The more I worry, the more sleep I lose and the more anxious I become.
I have been told (on more than one occasion) that “at least mine are older.” Yes, they are older and are growing more self-sufficient. But that only means more worrying and more work. I will take a screaming toddler in a restaurant over a sleepless night over an argument with my kids any day.
Back in the day, both were immobile. Sleepless nights were because of colic or wet diapers. Their issues were relatively simple. If something was hard, we got through it. Sure car rides were next-level impossible but we figured it out.
As they have gotten older they have acquired new friends. These new friends aren’t always people that I would suggest they hang out with.
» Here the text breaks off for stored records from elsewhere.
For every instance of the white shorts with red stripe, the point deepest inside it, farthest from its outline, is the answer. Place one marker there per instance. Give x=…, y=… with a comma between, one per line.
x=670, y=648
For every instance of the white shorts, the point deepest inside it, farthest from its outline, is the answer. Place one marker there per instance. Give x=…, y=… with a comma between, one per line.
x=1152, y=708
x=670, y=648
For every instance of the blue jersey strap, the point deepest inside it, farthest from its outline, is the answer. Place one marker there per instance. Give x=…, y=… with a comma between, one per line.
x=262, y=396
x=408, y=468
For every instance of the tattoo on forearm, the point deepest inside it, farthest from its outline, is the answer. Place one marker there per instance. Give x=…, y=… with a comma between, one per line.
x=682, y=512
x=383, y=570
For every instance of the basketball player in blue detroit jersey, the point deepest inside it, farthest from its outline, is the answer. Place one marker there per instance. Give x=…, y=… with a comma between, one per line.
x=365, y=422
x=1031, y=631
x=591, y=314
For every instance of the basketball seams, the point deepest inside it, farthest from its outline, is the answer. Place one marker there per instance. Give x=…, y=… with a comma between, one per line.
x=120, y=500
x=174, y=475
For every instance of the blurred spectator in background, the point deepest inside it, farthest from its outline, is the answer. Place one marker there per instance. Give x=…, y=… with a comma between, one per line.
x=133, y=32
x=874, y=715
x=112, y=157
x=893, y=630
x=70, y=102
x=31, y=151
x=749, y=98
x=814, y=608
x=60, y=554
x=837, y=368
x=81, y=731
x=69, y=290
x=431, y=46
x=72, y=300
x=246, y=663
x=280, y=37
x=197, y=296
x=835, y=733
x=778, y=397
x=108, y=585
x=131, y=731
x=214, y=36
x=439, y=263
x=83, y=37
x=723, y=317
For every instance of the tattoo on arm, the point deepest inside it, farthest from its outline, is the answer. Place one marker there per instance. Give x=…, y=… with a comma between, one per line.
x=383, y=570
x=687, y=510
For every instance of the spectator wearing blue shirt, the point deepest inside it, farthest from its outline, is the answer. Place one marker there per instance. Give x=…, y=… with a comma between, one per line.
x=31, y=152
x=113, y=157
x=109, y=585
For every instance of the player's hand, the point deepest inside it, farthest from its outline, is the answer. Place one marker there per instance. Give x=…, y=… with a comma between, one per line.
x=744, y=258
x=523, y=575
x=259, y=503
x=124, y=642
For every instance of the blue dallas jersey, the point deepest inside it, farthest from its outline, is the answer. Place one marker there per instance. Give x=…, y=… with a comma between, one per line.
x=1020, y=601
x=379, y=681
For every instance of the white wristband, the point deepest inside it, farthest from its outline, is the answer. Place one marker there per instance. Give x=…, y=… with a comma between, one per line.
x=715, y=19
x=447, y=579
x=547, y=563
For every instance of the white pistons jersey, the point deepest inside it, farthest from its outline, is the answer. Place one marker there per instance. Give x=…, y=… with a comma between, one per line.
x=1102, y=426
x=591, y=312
Sometimes new friends have older siblings with the mouths of adults, and I have to undo everything that was discussed on the bus on the way to school that morning. I know that this is only going to get worse. This worries me.
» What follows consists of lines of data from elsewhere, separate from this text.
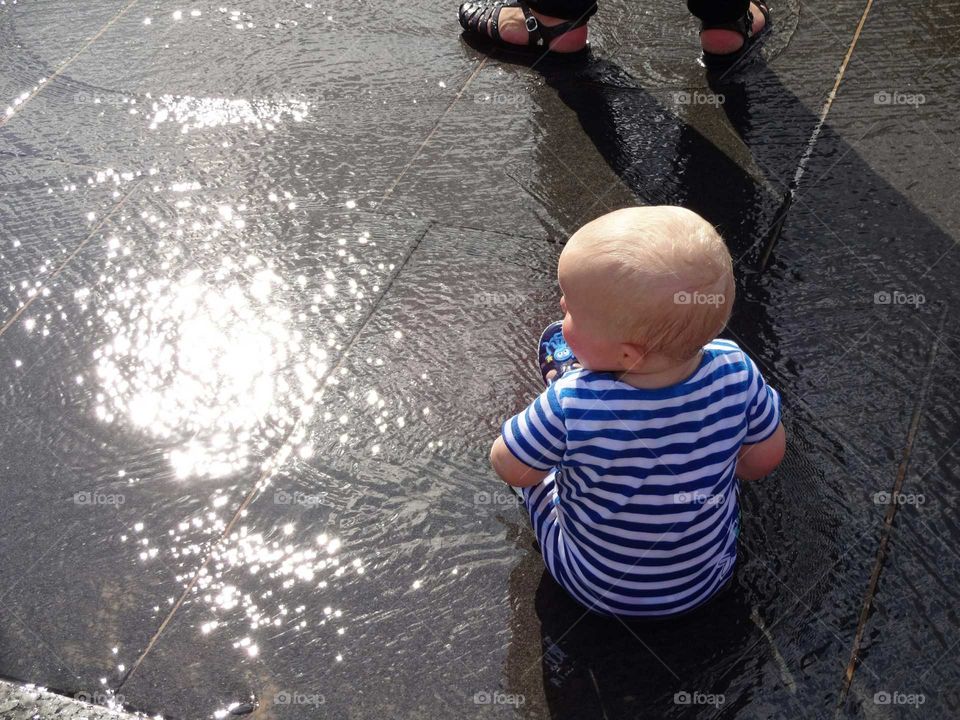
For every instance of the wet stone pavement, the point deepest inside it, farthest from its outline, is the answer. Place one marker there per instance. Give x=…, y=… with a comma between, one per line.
x=271, y=278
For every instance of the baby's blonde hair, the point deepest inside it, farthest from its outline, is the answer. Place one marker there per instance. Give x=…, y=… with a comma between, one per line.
x=666, y=276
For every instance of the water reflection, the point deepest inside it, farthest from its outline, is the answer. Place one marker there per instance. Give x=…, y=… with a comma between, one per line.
x=209, y=360
x=197, y=113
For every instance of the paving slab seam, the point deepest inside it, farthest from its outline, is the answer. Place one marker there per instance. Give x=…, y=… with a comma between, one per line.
x=787, y=202
x=433, y=131
x=891, y=513
x=23, y=308
x=59, y=71
x=261, y=483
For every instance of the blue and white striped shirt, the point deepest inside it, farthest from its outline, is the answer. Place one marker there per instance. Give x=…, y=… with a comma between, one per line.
x=640, y=516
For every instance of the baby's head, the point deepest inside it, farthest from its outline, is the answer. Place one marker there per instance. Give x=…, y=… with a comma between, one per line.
x=644, y=288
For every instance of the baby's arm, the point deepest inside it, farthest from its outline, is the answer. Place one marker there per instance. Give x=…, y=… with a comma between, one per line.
x=532, y=442
x=510, y=469
x=760, y=459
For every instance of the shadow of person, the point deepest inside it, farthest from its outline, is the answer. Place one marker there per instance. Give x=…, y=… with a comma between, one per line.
x=722, y=164
x=591, y=666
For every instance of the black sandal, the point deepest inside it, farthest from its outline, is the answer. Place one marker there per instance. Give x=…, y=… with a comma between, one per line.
x=474, y=17
x=751, y=42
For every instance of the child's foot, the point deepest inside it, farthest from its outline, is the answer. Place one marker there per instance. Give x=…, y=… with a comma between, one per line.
x=724, y=42
x=512, y=27
x=554, y=354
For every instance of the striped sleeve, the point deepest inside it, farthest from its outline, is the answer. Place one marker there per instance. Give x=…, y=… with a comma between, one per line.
x=763, y=406
x=537, y=436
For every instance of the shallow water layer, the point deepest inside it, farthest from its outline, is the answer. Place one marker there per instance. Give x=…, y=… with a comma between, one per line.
x=272, y=276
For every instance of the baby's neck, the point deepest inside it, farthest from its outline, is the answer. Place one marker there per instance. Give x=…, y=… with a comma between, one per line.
x=658, y=377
My kids’ grades are something that I stay on top of. If I see that one of them is slipping in a subject, I email the teacher and see what the issue is (with my kid, not the teacher) and what can we do to help at home. If tutoring is necessary, then tutoring is what we do. I wish I knew how to explain how important grades are. Neither of them have slacked off with school work but they are still in elementary school. There will come a day where their future is decided on their high school grades. This worries me.
The more self-sufficient my children become, the less they think they need me.
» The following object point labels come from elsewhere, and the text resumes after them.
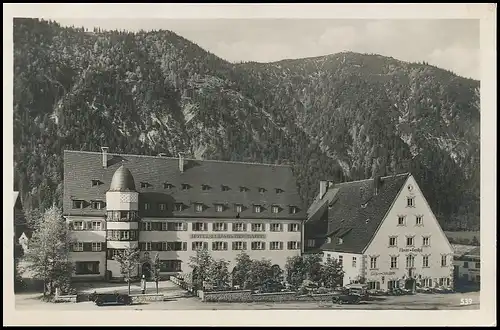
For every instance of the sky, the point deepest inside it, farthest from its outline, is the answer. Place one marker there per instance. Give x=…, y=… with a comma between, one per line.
x=451, y=44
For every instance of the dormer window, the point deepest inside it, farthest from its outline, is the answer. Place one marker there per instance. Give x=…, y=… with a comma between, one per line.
x=198, y=207
x=78, y=204
x=219, y=207
x=97, y=205
x=96, y=182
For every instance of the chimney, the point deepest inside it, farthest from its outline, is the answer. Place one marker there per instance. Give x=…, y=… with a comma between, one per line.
x=104, y=156
x=323, y=185
x=377, y=182
x=181, y=162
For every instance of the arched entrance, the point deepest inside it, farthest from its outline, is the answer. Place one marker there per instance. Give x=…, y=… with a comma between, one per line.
x=146, y=270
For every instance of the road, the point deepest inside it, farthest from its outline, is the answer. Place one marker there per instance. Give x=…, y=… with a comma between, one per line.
x=178, y=301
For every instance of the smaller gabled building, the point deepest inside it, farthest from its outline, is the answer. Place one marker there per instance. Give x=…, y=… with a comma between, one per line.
x=383, y=232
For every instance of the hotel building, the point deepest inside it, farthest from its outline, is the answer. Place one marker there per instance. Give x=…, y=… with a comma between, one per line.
x=383, y=232
x=174, y=207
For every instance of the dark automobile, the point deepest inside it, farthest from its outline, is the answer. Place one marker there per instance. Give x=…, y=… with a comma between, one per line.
x=111, y=299
x=346, y=299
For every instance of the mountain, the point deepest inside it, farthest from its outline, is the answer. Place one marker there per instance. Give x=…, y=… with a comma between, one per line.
x=341, y=117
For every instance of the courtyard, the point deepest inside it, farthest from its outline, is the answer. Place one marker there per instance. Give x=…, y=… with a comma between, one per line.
x=178, y=299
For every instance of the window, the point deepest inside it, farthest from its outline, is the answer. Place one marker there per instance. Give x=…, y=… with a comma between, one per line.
x=219, y=226
x=410, y=261
x=196, y=246
x=77, y=225
x=78, y=247
x=443, y=261
x=170, y=265
x=276, y=227
x=276, y=246
x=425, y=261
x=198, y=207
x=394, y=262
x=258, y=245
x=97, y=205
x=219, y=246
x=239, y=226
x=410, y=201
x=173, y=246
x=373, y=285
x=86, y=267
x=401, y=220
x=96, y=246
x=293, y=245
x=419, y=220
x=373, y=262
x=239, y=246
x=96, y=225
x=199, y=226
x=257, y=227
x=78, y=204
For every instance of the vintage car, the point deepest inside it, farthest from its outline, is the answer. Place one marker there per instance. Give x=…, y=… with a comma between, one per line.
x=111, y=299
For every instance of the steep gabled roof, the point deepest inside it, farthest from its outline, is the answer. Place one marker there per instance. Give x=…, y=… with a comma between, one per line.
x=355, y=211
x=86, y=179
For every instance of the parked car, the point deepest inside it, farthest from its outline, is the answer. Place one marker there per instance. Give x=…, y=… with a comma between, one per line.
x=346, y=299
x=112, y=299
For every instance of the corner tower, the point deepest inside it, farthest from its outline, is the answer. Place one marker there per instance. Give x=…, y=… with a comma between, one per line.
x=122, y=218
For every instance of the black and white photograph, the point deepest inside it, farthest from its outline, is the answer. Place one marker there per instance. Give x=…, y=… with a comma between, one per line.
x=222, y=164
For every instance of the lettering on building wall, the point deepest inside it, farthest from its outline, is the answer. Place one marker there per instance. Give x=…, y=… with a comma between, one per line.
x=411, y=250
x=261, y=236
x=382, y=273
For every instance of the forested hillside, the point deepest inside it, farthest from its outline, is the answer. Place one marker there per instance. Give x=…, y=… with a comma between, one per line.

They assume they are smarter than me and that they don’t need my help. These are the times that I have to stand back and let them figure it out on their own. This is a really tough thing to do. You don’t want your child to get hurt but sometimes they have to get hurt in order to redirect themselves. This really worries me.
All of this isn’t to say that the problems that parents of younger children face aren’t small. Every age feels like the issues at hand are larger than the last. It’s because they are. Kids grow into young adults with young adult issues. Relationships, friends, problems at school, their sexuality, self-esteem issues, etc. all start coming together and it’s a lot for any family to handle.
The stress of every age group is different and ranges according to the child and family. We are always going to worry over our children because that’s what we do as parents. That is literally our job as parents. As our children evolve, so do our worries. The bigger the child, the more that a decision they make impacts his or her life.
As of right now, I try my best to let them know that I am there so that as they grow, they understand how much I am actually here for them. All we can do is put down a solid foundation of support so that when those really big problems come up, they know we are ready and waiting.